He tried to think, and think fast. He went for her side, she parried that too.

“How did you get so good at this? I don’t recall Glen-sama teaching you.”

“That’s because I taught myself!”

When she made her own attack he shut his eyes and raised his sword, and was surprised to find it struck against hers.

He opened his eyes to find she was grinning at him.

“Practice,” she said like he’d answered his own question. “Just like you’re doing now. That’s how.”

The small victory, added to his sister’s encouragement, gave him newfound confidence.

After a series of attacks and parries, she put her leg behind his to trip him, taking his sword as he went down.

“That’s not fair!” He spluttered.

“Looks like you still have much to learn, nii-sama.” She smirked, crossing both swords. “But you’re getting better. Maybe Glen won’t totally crush you during your next lesson.”


******

As Oswald looked in the mirror, violet glinted in silver.

A new sort of darkness had overtaken his eyes.

Or maybe it was darkening at this moment.

Was it sorrow? Was it guilt? Or was it something more vicious than that?

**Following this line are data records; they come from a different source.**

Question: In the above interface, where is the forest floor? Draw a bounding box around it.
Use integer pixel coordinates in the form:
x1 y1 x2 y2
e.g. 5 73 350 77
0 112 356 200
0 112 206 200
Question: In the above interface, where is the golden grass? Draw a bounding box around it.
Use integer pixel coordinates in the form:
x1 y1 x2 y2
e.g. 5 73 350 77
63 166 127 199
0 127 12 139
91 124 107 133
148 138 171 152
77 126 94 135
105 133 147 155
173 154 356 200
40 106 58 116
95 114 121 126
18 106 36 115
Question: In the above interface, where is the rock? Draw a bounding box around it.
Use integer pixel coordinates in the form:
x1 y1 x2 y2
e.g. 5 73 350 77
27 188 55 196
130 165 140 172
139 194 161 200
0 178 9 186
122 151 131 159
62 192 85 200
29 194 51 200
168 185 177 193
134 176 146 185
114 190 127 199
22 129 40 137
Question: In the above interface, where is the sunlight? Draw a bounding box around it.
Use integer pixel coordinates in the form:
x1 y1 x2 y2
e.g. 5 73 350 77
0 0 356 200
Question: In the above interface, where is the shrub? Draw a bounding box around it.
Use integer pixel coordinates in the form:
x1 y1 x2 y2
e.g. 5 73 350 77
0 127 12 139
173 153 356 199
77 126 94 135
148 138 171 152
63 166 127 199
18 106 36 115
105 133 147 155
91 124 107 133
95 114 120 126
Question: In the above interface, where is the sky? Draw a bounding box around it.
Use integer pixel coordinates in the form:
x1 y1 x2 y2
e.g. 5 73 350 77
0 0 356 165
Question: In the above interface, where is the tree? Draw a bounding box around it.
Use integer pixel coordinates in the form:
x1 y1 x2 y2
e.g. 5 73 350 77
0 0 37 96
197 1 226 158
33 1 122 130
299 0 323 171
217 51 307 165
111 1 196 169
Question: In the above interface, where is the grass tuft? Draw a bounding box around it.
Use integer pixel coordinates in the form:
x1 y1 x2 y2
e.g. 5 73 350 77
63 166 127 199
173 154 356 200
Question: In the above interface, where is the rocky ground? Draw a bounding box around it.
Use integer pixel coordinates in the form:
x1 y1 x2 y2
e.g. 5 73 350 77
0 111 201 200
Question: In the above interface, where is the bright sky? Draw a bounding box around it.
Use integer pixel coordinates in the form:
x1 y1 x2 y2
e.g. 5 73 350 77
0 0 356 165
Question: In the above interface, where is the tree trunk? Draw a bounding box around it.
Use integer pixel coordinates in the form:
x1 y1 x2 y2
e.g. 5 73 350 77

He remembered. Silver was once such a beautiful color. Sword fights in the backyard at one in the morning when they were too little to hold the swords right. Treasure, teacups, music boxes, and clocks. The mirrors were merely there, never malicious with their words.

As he watched those chains pierce his sister and hang her suspended bloody in the air, and he spoke those cursed words, he thought that silver was a terribly ugly thing, holding reflections of even uglier.

In the days following, as he greeted the mirror in the mornings, he found it was no longer benign; its words were hissed, hurtful and malignant. His eyes looked like someone pulled the buttons off a stuffed animal’s face, revealing the holes and stitches behind them.

He wasn’t sure he’d ever see either the color silver, nor his own eyes, as something beautiful again.


******

Clanking, clashing, the glinting of sun off of silver.

“What’s going on?”

“It’s Glen-sama!”

“And Jack!”

“Jack?”

“Jack Vessalius!”

“You know, that boy who’s always hanging around Glen-sama!”

“What are they doing?”

“They’re fighting!”

“Fighting?!” There was fear in the word.

“Not like that! It’s all in good fun!”

Jack jumped back sharply, sucking in his stomach, Glen’s blade narrowly missing.

Glen tried not to smirk, he wiped his mouth with the back of his hand, circling his friend like some animal intent on its next meal. He knew Jack didn’t stand a chance against him.

Jack curbed his any surprise with a smile, holding his sword up higher.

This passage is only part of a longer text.